I partied my way through an easy major with nothing to do with my job. The people who didn't have no "superpowers" that I don't. The degree is a bunch of status signalling bullshit.

  • justin66 3 days ago

    It sounds like you’ve rationalized your lazy work in college by convincing yourself it wouldn’t have made any difference if you had worked harder.

    • terminalshort 3 days ago

      I don't need to rationalize what is already rational.

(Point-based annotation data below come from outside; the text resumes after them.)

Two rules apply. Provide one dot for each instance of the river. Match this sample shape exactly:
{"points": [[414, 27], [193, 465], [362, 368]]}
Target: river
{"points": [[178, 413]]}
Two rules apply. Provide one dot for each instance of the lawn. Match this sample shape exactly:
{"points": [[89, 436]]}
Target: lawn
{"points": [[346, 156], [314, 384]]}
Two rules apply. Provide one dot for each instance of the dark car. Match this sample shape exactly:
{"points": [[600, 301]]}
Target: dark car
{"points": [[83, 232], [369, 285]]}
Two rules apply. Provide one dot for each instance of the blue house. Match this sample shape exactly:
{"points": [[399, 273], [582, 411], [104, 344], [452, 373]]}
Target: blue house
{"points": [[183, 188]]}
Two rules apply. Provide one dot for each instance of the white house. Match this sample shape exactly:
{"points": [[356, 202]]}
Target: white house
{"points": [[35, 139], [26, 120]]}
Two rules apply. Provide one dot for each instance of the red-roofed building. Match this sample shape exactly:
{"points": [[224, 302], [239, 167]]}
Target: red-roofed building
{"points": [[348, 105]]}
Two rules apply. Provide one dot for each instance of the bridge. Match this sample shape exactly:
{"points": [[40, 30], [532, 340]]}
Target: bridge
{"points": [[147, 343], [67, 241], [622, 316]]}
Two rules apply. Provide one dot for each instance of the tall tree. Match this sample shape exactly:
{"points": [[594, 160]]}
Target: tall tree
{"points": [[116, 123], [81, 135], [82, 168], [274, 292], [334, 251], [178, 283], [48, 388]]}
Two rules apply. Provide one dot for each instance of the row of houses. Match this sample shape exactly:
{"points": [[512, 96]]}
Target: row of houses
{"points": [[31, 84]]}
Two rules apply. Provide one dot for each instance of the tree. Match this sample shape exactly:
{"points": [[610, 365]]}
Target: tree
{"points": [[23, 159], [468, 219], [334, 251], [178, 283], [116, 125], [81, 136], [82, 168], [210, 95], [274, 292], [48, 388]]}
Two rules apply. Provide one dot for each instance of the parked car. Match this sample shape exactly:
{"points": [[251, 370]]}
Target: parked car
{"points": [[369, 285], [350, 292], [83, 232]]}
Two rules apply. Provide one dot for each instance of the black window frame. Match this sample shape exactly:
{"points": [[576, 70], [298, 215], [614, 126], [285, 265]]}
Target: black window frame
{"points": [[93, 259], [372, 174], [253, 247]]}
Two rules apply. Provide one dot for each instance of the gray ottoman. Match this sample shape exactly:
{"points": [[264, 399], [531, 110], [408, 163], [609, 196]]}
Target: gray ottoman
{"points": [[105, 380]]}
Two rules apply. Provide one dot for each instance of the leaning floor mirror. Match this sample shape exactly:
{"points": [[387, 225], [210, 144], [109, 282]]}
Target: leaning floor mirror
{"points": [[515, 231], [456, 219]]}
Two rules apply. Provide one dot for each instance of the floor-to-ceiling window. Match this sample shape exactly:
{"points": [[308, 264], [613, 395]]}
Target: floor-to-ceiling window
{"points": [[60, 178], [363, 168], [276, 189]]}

My degree isn't even related to my job, so why would working harder at it have paid off?

      • jswelker 3 days ago

        In short, soft skills. It depends on your degree I guess. In an MBA or education program, the distance between try hard and slacker is narrow. In more abstract less career oriented programs, the difference on critical thinking and comm skills is huge. If you can't imagine how deeply studying great works and thinkers improves your mind, that tells me maybe you missed something big.

        • terminalshort 2 days ago

          I'm a software engineer. I have no CS degree. The people who have one aren't any better.